Demariyus Thomas, the NFL wide receiver who died suddenly last month at his Atlanta-area home, had the debilitating brain disease known as CTE when he passed.
USA Today reported this morning that Thomas’ family, along with doctors from Boston University’s Chronic Traumatic Encephalopathy (CTE) Center and a group called the Concussion Legacy Foundation had announced the results of a posthumous examination of Thomas’ brain. Such studies have become common for former NFL players that die young, as researchers and their families look for clues into their deaths.
Thomas was only 33-years-old and had only hung up his cleats last summer, after the 2020 NFL season when his body was discovered at the home about 20 miles outside of Atlanta. It was reported at the time that officials suspected that his death was the result of “a medical issue”, possibly a seizure.
CTE stands for chronic traumatic encephalitis, a degenerative disease of the brain linked to memory loss, depression and cognitive decline. Though CTE can’t be diagnosed until after death, it is believed that an accumulation of brain trauma, including concussions as well as jarring of the head and body that don’t rise to the level of a concussion.
The disease was discovered in the early 2000s after the death of Mike Webster, a Hall of Fame center for the Pittsburgh Steelers who died after battling its symptoms for years; his death and the story of the doctor who studied his brain were made famous by Will Smith’s portrayal in the film “Concussion”.

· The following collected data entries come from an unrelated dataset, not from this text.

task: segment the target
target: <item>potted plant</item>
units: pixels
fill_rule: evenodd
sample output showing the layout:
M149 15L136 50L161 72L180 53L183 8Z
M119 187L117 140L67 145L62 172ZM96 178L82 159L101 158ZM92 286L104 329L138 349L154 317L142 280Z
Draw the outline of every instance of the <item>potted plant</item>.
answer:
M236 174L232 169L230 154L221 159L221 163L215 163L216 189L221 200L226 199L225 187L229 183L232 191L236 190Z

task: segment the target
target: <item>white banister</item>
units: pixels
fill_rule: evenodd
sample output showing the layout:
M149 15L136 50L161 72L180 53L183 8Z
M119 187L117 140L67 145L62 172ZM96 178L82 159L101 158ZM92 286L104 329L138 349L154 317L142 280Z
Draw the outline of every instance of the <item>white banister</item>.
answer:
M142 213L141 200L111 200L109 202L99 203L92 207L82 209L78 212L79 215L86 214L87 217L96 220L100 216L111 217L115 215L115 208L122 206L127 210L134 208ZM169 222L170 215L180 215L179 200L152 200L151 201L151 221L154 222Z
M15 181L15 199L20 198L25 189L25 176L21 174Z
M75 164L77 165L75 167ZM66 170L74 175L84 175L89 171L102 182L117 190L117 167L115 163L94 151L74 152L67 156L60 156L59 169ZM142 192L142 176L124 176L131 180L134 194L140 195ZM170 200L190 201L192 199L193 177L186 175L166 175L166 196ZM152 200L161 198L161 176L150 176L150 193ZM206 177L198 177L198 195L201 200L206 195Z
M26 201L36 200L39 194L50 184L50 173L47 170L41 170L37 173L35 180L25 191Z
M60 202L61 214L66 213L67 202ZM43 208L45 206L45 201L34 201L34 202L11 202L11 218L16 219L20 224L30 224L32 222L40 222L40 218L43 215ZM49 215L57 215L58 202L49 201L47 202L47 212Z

Other NFL players who died tragically were also later found to have the disease. In 2012, Hall of Fame linebacker Junior Seau died by suicide at age 43, shooting himself in the chest. The prior year, former Chicago Bears defensive back Dave Duerson also shot himself in the chest, leaving a suicide note that said he did so in hopes that his brain would be left intact and could be studied after his passing.
Cincinnati Bengals receiver Chris Henry died in 2009 at age 26 after an altercation with is fiancée ended with him falling from the back of a pickup truck. He, too, was posthumously diagnosed with CTE.
In 2013, the NFL reached a billion-dollar settlement with its players’ union after a lawsuit claiming the league misled players about the long-term dangers of concussions. Even that went left; it was discovered years later that the NFL had used “race norms” that assumed Black players had a lower baseline cognitive ability than white players in determining how to divvy up the settlement cash.